La sig.ra Rachele (il nome è di fantasia), mi chiede se può essere uno stimolo allo studio premiare in denaro i voti scolatici positivi e, contemporaneamente, decurtare la paghetta nel caso di valutazioni negative. Così le è stato consigliato per superare le difficoltà che suo figlio incontra in talune materie… Pertanto Rachele potrebbe dire al figlio: “Lo studio è lavoro, dunque ti do una regolare paga! Da oggi sei un lavoratore che va – invece che in fabbrica – a scuola dove acquisirai capacità, esperienza, conoscenze, ecc.”.
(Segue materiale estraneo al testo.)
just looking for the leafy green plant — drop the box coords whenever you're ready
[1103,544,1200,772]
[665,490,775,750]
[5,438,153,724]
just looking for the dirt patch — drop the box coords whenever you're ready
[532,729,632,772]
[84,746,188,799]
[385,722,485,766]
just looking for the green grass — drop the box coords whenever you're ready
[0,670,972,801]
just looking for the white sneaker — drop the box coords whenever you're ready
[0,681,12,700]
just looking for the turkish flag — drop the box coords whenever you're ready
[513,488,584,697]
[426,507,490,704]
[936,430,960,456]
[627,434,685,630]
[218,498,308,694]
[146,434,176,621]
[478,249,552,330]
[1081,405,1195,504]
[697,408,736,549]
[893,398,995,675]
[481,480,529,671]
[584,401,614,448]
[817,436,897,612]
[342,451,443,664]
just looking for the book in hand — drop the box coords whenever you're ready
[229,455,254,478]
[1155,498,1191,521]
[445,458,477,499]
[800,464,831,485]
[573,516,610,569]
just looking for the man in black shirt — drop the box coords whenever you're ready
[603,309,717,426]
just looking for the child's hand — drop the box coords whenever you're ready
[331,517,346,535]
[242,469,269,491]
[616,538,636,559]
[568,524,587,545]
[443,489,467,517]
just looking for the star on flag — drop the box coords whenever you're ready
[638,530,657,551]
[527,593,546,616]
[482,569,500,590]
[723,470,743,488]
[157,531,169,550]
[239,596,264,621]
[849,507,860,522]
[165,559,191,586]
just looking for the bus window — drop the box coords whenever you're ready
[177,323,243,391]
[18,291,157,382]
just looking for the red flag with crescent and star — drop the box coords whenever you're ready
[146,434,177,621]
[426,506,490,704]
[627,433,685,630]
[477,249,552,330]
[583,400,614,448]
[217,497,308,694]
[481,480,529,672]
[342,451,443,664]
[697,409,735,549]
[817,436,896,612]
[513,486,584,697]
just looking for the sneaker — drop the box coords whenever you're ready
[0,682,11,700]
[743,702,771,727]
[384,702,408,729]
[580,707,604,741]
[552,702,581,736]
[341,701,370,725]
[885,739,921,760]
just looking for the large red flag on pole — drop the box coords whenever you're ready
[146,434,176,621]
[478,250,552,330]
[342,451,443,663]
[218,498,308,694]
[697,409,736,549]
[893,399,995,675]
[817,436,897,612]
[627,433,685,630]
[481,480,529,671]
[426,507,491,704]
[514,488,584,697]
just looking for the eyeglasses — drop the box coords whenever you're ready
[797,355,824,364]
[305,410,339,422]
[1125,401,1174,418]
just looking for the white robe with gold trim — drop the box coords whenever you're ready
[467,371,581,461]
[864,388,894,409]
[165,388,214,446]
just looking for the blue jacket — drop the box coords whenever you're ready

Preciso subito che il fine di qualsiasi nostra azione educativa (anche dare la paghetta) non tende a fa sì che nostro figlio si comporti bene (si impegni a scuola) perché teme il castigo (riduzione della paghetta) o desidera il premio (aumento della medesima)… noi vogliamo che arrivi a comportarsi bene (studi con diligenza e responsabilità) perché ha capito che questa è la cosa migliore per lui. Il comportamento buono e corretto diviene così parte della sua personalità essendo egli convinto che quello è ciò che gli dà le migliori soddisfazioni e che gli permette di vivere bene. Sia pure con queste convinzioni i momenti di disimpegno non mancheranno, ma li vivrà come negativi e con la volontà di fare meglio in futuro. Nostro figlio studente più che incentivi economici vuole essere valorizzato, stimato, lodato quando fa bene; ha bisogno di sentire che i genitori lo ritengono intelligente, abile, buono, spigliato, allegro, capace di cavarsela bene nella scuola e nella vita secondo i principi della pedagogia positiva di cui abbiamo tante volte parlato. Detto questo veniamo alle difficoltà scolastiche: spesso, queste, sono una “spia” od “un campanello d’allarme” di altri disagi o problemi e in questo caso i soldi proprio non servono, ci vuole invece vicinanza, comprensione, aiuto, consiglio, ecc., ecc. In altri casi può essere necessario l’“affiancamento” nella metodologia di studio, nelle motivazioni, nell’indirizzare verso il “gusto” dell’impegno anche scolastico per cui risolvere un difficile problema di matematica, (come fare un’ottima interrogazione o scrivere un bel tema, ecc., ecc.) può dare gioia ed appagamento. Ci sono infine ragazzi (lo sappiamo tutti) nella vita avranno magari successo; ma non sono “tagliati” per la scuola con le sue pretese nozionistiche, lontane dal concreto “fare” verso il quale si sentono portati. Perciò, in conclusione chi vuole sperimentale la ‘retribuzione del lavoro scolastico’, lo faccia; ma sia molto prudente, i risultati non sono garantiti e potrebbero esserci “effetti collaterali” negativi.